GPQA Diamond, % correct, published reasoning-mode figures. Full specs and speeds live on the models ledger.

With memory to spare, Qwen 3 32B is the most dependable local answer for hard domain questions. On a 32GB-or-better machine, Qwen 3 30B A3B reaches comparable depth at roughly small-model speed: a sparse mixture-of-experts model that activates only a few billion parameters per token. The pick most people should keep resident is Qwen 3 14B. It scores within a few points of the 32B on GPQA, fits comfortably, and calls tools reliably, the trait that matters the moment you point it at a folder of papers.

Reasoning depth versus domain knowledge

Two model types crowd the science use case, and they fail in opposite directions. A broadly trained instruct model like Qwen 3 carries more domain facts. A reasoning distill, the DeepSeek R1 distills or Phi-4, thinks more carefully through a derivation but knows less. Phi-4 trains heavily on curated and synthetic data, so it runs strong on logic while carrying thinner coverage of any one field. For a closed-book chemistry fact, reach for the broader model. For working a problem step by step, reach for the reasoner. The reasoning distills are not built for tool use, so keep them out of a paper-reading agent.

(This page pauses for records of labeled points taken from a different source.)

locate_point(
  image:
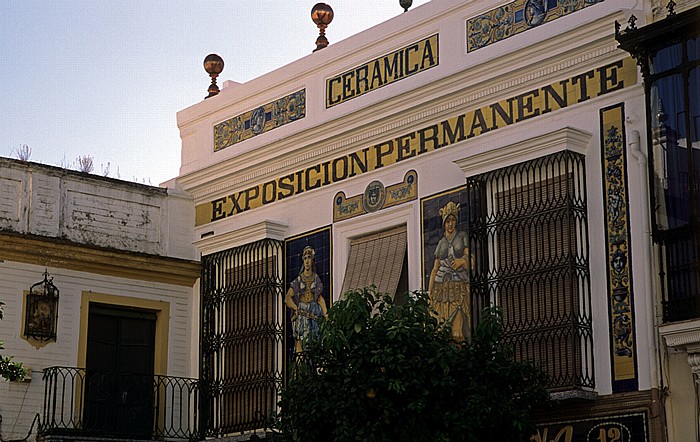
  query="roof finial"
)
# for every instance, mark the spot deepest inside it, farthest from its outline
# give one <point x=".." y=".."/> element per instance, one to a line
<point x="213" y="64"/>
<point x="322" y="15"/>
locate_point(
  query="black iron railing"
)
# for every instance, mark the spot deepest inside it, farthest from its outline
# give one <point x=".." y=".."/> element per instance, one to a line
<point x="78" y="402"/>
<point x="242" y="318"/>
<point x="679" y="274"/>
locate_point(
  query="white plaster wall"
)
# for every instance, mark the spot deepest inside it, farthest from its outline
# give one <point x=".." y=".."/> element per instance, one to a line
<point x="54" y="202"/>
<point x="568" y="46"/>
<point x="19" y="402"/>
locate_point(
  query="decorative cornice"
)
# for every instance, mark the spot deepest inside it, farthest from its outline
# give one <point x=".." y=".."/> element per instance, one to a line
<point x="567" y="138"/>
<point x="212" y="243"/>
<point x="56" y="252"/>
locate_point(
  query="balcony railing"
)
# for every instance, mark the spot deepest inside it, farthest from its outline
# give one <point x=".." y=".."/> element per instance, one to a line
<point x="78" y="402"/>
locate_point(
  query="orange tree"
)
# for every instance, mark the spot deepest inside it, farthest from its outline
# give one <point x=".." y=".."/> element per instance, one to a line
<point x="386" y="372"/>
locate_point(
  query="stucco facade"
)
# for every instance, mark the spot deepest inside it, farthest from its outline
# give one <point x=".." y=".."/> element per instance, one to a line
<point x="454" y="92"/>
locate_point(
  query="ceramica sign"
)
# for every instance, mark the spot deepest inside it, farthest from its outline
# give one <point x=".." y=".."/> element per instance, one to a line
<point x="622" y="428"/>
<point x="524" y="106"/>
<point x="417" y="57"/>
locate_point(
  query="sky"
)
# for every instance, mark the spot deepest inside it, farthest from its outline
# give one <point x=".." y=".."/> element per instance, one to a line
<point x="105" y="78"/>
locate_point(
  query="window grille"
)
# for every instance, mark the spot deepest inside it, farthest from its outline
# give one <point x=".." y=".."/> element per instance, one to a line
<point x="529" y="236"/>
<point x="242" y="339"/>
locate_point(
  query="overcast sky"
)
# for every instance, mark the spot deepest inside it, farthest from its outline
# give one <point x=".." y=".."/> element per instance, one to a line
<point x="106" y="78"/>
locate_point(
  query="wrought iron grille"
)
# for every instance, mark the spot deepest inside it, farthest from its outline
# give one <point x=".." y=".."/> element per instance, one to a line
<point x="241" y="337"/>
<point x="529" y="236"/>
<point x="82" y="403"/>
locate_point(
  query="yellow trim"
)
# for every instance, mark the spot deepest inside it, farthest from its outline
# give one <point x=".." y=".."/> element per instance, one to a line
<point x="53" y="252"/>
<point x="160" y="308"/>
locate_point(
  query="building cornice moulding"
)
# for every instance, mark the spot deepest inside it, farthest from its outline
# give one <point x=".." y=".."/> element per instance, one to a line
<point x="683" y="335"/>
<point x="267" y="229"/>
<point x="567" y="138"/>
<point x="52" y="252"/>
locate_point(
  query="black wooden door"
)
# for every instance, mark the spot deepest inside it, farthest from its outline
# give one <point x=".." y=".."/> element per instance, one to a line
<point x="119" y="372"/>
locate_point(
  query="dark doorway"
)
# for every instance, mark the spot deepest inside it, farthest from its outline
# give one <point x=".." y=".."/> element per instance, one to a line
<point x="119" y="371"/>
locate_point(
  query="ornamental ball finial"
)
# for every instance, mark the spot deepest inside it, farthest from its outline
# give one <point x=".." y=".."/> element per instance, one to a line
<point x="214" y="65"/>
<point x="322" y="15"/>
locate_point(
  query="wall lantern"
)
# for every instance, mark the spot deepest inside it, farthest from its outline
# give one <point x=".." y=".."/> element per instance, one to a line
<point x="41" y="311"/>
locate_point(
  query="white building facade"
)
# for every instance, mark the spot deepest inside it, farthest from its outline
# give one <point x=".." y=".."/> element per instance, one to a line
<point x="111" y="357"/>
<point x="487" y="152"/>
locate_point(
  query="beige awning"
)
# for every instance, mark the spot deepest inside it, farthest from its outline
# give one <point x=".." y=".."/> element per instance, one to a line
<point x="376" y="259"/>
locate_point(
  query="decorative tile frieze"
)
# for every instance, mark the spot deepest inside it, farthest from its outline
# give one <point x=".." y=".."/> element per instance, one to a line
<point x="260" y="120"/>
<point x="375" y="197"/>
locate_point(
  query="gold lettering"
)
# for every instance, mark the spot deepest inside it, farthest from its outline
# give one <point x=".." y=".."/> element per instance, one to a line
<point x="578" y="88"/>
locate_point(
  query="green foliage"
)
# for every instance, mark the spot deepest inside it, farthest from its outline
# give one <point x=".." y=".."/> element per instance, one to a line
<point x="10" y="370"/>
<point x="383" y="372"/>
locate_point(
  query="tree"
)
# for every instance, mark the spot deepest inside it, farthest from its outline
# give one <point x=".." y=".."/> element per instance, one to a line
<point x="10" y="370"/>
<point x="386" y="372"/>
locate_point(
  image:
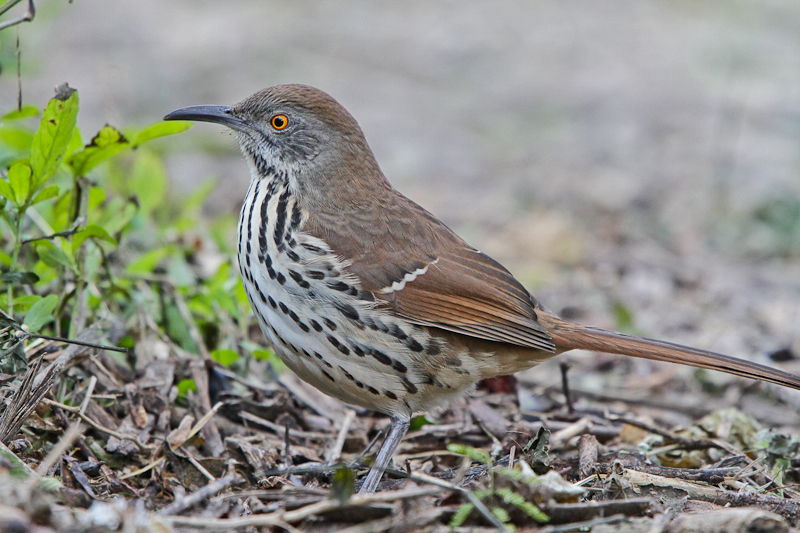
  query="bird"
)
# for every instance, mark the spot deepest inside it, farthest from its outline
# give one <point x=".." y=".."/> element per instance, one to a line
<point x="370" y="298"/>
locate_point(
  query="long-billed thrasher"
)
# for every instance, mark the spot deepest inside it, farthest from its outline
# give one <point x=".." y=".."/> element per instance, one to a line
<point x="366" y="295"/>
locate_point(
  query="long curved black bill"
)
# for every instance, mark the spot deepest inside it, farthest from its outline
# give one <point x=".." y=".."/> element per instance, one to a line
<point x="218" y="114"/>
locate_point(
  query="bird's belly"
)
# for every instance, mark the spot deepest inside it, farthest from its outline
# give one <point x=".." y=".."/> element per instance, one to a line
<point x="326" y="329"/>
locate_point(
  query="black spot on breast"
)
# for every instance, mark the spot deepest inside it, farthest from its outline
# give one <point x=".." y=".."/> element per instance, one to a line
<point x="338" y="345"/>
<point x="347" y="310"/>
<point x="414" y="345"/>
<point x="410" y="387"/>
<point x="433" y="348"/>
<point x="398" y="333"/>
<point x="315" y="274"/>
<point x="280" y="219"/>
<point x="400" y="367"/>
<point x="366" y="296"/>
<point x="296" y="215"/>
<point x="338" y="285"/>
<point x="298" y="278"/>
<point x="381" y="357"/>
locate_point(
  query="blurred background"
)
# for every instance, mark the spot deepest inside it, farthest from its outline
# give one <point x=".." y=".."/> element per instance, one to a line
<point x="636" y="164"/>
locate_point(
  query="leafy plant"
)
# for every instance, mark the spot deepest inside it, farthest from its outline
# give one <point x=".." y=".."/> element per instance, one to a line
<point x="493" y="496"/>
<point x="88" y="230"/>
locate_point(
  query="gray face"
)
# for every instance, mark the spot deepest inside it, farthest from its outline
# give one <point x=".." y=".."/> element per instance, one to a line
<point x="278" y="134"/>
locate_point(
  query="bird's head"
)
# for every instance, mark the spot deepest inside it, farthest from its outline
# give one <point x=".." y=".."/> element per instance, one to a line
<point x="293" y="129"/>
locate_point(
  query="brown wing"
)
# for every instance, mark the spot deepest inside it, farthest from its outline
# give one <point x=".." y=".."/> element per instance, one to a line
<point x="430" y="276"/>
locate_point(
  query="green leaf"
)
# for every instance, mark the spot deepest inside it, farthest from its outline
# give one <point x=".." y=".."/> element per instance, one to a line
<point x="40" y="313"/>
<point x="224" y="357"/>
<point x="53" y="256"/>
<point x="186" y="385"/>
<point x="148" y="261"/>
<point x="5" y="190"/>
<point x="623" y="316"/>
<point x="55" y="131"/>
<point x="19" y="178"/>
<point x="16" y="138"/>
<point x="92" y="230"/>
<point x="27" y="111"/>
<point x="537" y="451"/>
<point x="75" y="142"/>
<point x="160" y="129"/>
<point x="45" y="194"/>
<point x="501" y="514"/>
<point x="106" y="143"/>
<point x="22" y="278"/>
<point x="148" y="181"/>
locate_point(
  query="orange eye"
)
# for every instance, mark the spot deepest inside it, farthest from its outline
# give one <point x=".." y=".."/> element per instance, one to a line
<point x="279" y="122"/>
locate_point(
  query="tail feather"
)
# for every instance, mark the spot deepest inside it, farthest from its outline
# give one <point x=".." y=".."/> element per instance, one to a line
<point x="568" y="336"/>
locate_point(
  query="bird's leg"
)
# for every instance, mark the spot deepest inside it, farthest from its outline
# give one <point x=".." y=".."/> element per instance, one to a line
<point x="397" y="431"/>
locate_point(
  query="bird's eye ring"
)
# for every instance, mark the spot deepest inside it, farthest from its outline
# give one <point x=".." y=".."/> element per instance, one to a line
<point x="279" y="122"/>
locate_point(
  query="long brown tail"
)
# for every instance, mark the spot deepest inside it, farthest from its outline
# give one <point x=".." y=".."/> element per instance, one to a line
<point x="568" y="336"/>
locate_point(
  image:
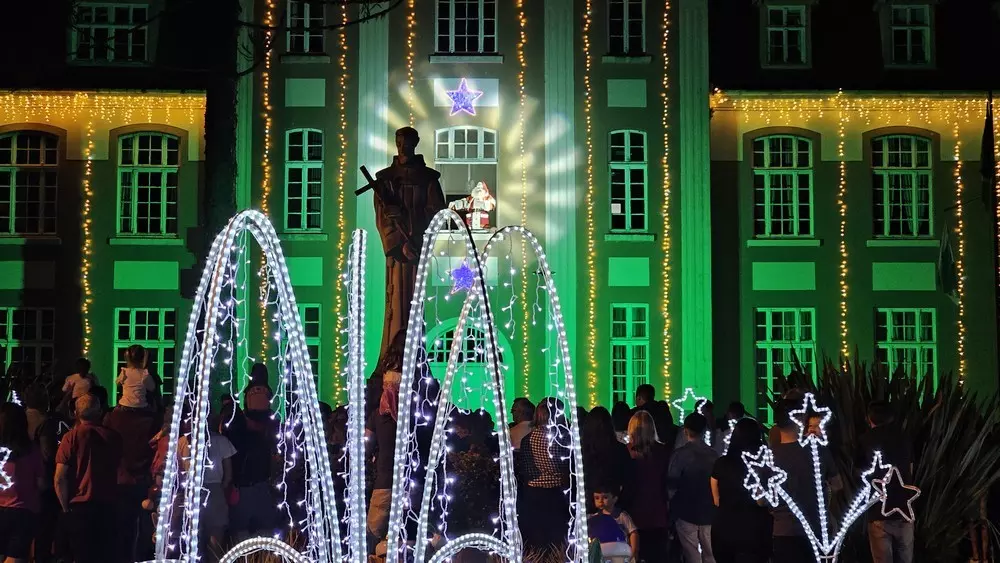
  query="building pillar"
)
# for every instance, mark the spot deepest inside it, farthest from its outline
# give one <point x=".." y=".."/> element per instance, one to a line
<point x="561" y="201"/>
<point x="373" y="91"/>
<point x="692" y="142"/>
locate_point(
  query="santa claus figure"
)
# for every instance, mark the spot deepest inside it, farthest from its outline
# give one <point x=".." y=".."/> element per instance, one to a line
<point x="476" y="207"/>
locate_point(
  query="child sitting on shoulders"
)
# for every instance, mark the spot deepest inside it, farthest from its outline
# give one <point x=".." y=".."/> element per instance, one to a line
<point x="134" y="379"/>
<point x="606" y="501"/>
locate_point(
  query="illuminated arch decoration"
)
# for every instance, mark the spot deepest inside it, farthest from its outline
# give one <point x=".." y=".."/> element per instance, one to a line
<point x="203" y="341"/>
<point x="510" y="546"/>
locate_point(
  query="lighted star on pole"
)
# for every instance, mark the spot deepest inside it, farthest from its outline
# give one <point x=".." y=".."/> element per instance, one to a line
<point x="894" y="481"/>
<point x="770" y="487"/>
<point x="6" y="481"/>
<point x="801" y="418"/>
<point x="462" y="278"/>
<point x="463" y="98"/>
<point x="688" y="395"/>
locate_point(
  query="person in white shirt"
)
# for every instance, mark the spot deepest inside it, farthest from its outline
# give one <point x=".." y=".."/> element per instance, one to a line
<point x="522" y="413"/>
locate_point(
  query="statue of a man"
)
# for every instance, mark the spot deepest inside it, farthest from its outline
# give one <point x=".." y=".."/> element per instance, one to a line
<point x="408" y="195"/>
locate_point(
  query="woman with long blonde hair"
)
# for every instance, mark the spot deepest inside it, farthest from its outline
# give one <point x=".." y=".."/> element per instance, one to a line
<point x="645" y="493"/>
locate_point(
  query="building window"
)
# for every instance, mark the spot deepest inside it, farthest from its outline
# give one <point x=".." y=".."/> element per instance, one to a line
<point x="109" y="32"/>
<point x="29" y="170"/>
<point x="147" y="184"/>
<point x="785" y="36"/>
<point x="309" y="314"/>
<point x="156" y="331"/>
<point x="782" y="337"/>
<point x="305" y="27"/>
<point x="782" y="187"/>
<point x="627" y="168"/>
<point x="910" y="35"/>
<point x="629" y="350"/>
<point x="901" y="186"/>
<point x="907" y="340"/>
<point x="27" y="339"/>
<point x="467" y="27"/>
<point x="626" y="27"/>
<point x="303" y="180"/>
<point x="466" y="156"/>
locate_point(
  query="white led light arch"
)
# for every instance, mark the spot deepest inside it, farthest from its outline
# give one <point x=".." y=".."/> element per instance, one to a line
<point x="197" y="362"/>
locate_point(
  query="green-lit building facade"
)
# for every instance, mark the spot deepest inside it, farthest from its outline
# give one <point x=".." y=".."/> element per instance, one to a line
<point x="707" y="197"/>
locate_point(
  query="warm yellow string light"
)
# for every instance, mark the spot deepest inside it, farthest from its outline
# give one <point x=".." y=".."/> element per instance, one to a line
<point x="265" y="165"/>
<point x="60" y="108"/>
<point x="341" y="203"/>
<point x="591" y="246"/>
<point x="665" y="208"/>
<point x="88" y="240"/>
<point x="411" y="35"/>
<point x="526" y="317"/>
<point x="960" y="261"/>
<point x="843" y="118"/>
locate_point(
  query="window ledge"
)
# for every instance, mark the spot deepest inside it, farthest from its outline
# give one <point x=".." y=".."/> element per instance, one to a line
<point x="784" y="242"/>
<point x="304" y="237"/>
<point x="447" y="58"/>
<point x="145" y="241"/>
<point x="627" y="59"/>
<point x="27" y="241"/>
<point x="629" y="237"/>
<point x="903" y="242"/>
<point x="304" y="58"/>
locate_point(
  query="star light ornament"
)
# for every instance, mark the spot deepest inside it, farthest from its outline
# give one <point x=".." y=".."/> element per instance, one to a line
<point x="894" y="480"/>
<point x="463" y="278"/>
<point x="463" y="98"/>
<point x="6" y="481"/>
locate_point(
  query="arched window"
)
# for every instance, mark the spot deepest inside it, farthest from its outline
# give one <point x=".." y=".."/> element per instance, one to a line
<point x="147" y="184"/>
<point x="628" y="193"/>
<point x="901" y="186"/>
<point x="303" y="180"/>
<point x="466" y="156"/>
<point x="29" y="169"/>
<point x="782" y="186"/>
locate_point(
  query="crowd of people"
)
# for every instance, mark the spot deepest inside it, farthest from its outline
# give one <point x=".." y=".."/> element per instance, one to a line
<point x="81" y="481"/>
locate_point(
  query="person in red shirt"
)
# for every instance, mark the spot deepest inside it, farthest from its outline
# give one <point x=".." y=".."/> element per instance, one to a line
<point x="22" y="479"/>
<point x="86" y="483"/>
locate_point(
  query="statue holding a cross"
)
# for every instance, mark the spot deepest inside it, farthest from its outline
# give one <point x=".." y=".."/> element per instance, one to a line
<point x="407" y="196"/>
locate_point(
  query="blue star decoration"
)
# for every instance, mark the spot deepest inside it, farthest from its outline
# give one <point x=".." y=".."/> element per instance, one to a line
<point x="897" y="497"/>
<point x="462" y="278"/>
<point x="463" y="98"/>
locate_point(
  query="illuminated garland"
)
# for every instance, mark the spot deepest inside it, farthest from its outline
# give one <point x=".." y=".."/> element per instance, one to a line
<point x="591" y="244"/>
<point x="341" y="203"/>
<point x="665" y="243"/>
<point x="960" y="259"/>
<point x="265" y="163"/>
<point x="523" y="97"/>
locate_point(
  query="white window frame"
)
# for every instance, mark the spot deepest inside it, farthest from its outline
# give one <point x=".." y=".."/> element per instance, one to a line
<point x="162" y="144"/>
<point x="448" y="35"/>
<point x="627" y="166"/>
<point x="314" y="341"/>
<point x="888" y="180"/>
<point x="910" y="30"/>
<point x="633" y="348"/>
<point x="623" y="45"/>
<point x="804" y="349"/>
<point x="47" y="147"/>
<point x="789" y="176"/>
<point x="130" y="28"/>
<point x="161" y="345"/>
<point x="302" y="25"/>
<point x="41" y="348"/>
<point x="918" y="345"/>
<point x="304" y="166"/>
<point x="786" y="30"/>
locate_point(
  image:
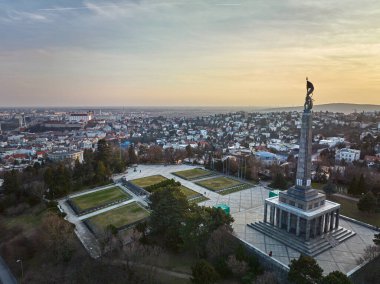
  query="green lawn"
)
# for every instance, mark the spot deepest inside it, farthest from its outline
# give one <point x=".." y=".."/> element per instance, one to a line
<point x="188" y="192"/>
<point x="234" y="189"/>
<point x="348" y="208"/>
<point x="147" y="181"/>
<point x="218" y="183"/>
<point x="120" y="217"/>
<point x="99" y="198"/>
<point x="198" y="199"/>
<point x="192" y="174"/>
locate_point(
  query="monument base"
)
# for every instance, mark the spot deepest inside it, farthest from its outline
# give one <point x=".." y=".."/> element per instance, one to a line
<point x="310" y="232"/>
<point x="313" y="247"/>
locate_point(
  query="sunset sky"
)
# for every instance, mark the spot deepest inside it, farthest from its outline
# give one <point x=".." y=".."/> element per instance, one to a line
<point x="188" y="52"/>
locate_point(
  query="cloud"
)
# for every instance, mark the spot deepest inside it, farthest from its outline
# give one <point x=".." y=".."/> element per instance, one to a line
<point x="26" y="16"/>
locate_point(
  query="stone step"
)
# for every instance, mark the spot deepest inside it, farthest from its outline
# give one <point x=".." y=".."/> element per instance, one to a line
<point x="289" y="239"/>
<point x="313" y="247"/>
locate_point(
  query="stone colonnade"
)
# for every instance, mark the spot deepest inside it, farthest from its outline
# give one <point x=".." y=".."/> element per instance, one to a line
<point x="300" y="224"/>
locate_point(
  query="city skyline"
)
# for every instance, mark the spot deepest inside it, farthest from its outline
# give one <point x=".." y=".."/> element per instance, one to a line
<point x="174" y="53"/>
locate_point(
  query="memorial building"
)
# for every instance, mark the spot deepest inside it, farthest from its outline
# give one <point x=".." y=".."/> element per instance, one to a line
<point x="301" y="217"/>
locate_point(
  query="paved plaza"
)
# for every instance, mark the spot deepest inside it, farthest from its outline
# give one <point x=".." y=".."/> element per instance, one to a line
<point x="247" y="206"/>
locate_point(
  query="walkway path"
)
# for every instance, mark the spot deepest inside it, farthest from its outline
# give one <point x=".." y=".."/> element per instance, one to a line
<point x="346" y="197"/>
<point x="156" y="268"/>
<point x="6" y="276"/>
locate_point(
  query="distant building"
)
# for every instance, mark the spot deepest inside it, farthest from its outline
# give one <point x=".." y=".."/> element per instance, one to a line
<point x="81" y="117"/>
<point x="349" y="155"/>
<point x="61" y="155"/>
<point x="267" y="158"/>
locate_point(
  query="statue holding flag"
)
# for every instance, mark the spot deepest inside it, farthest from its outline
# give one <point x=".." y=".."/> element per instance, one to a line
<point x="308" y="100"/>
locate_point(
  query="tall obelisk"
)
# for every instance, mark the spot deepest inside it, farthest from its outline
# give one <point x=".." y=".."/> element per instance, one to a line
<point x="302" y="190"/>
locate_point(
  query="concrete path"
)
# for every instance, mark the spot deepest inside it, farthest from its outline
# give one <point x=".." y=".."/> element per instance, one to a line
<point x="6" y="276"/>
<point x="346" y="197"/>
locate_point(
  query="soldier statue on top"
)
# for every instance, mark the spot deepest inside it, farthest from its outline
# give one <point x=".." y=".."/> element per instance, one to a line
<point x="308" y="100"/>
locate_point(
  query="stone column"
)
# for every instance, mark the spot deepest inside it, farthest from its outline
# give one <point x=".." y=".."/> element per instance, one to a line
<point x="327" y="222"/>
<point x="321" y="225"/>
<point x="298" y="226"/>
<point x="331" y="220"/>
<point x="276" y="216"/>
<point x="271" y="214"/>
<point x="337" y="219"/>
<point x="288" y="223"/>
<point x="265" y="212"/>
<point x="307" y="237"/>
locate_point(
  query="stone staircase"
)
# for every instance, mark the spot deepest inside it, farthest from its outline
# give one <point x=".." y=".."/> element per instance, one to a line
<point x="313" y="247"/>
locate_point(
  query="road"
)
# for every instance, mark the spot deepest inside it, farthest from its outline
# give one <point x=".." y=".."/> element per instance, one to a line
<point x="6" y="276"/>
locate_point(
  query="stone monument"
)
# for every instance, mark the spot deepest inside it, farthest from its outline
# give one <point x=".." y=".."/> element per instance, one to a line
<point x="301" y="217"/>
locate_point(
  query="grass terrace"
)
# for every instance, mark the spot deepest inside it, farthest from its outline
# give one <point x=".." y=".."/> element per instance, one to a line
<point x="219" y="183"/>
<point x="193" y="174"/>
<point x="98" y="199"/>
<point x="119" y="217"/>
<point x="188" y="192"/>
<point x="148" y="181"/>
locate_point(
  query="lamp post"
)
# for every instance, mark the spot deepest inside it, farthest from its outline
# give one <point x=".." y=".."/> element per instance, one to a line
<point x="22" y="269"/>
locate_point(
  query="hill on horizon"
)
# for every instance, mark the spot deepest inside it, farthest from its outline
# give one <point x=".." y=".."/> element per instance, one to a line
<point x="333" y="107"/>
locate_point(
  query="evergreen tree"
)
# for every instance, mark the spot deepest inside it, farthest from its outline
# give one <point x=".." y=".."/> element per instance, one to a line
<point x="353" y="187"/>
<point x="336" y="277"/>
<point x="203" y="273"/>
<point x="367" y="203"/>
<point x="376" y="240"/>
<point x="361" y="187"/>
<point x="11" y="182"/>
<point x="132" y="155"/>
<point x="304" y="270"/>
<point x="329" y="188"/>
<point x="279" y="182"/>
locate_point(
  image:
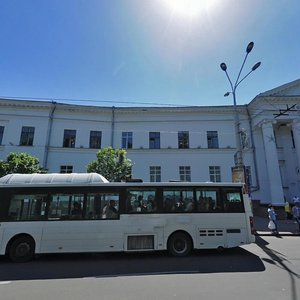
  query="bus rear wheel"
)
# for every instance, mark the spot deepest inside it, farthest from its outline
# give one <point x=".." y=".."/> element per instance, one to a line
<point x="180" y="244"/>
<point x="21" y="249"/>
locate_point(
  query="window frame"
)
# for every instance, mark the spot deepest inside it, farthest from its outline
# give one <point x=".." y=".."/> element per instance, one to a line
<point x="183" y="140"/>
<point x="212" y="139"/>
<point x="154" y="140"/>
<point x="127" y="139"/>
<point x="95" y="139"/>
<point x="27" y="136"/>
<point x="69" y="139"/>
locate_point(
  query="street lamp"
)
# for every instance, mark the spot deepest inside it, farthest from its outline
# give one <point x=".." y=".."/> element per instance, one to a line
<point x="239" y="163"/>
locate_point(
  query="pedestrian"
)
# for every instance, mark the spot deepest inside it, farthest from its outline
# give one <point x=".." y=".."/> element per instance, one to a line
<point x="272" y="219"/>
<point x="296" y="213"/>
<point x="287" y="209"/>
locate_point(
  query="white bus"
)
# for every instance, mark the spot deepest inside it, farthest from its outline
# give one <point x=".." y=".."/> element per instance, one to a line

Research assistance with grounding

Stop asking a local model to recall and start asking it to read. Hand it the source. Retrieval over your own PDFs and notes turns a graduate question into a reading-comprehension question, which even an 8B model handles well, and it leaves you a passage to check the answer against. That pattern, plus the models and context settings that keep it fast, belongs to Long context & RAG.

For a paper-reading agent, give a 14B-or-larger instruct model a read-only grant over the folder and let it cite what it finds. Conifer treats everything a tool returns as untrusted output, so a hostile instruction buried in a downloaded PDF cannot quietly redirect the run. The grant model is covered in The grant model.

Why this matters for research

Unpublished results, a grant draft, patient data, an idea you are not ready to disclose: research runs on text you have real reasons never to paste into a cloud endpoint. Conifer runs the weights on your own hardware and nothing leaves the machine. That is the default, not a setting you have to go find. The full statement is on The local-first guarantee.

To stand up a model behind a tool that already speaks the OpenAI API, point it at the local server:

terminal
conifer serve --model qwen3-14b

For the broader decision and the other tasks in this section, start from How to choose.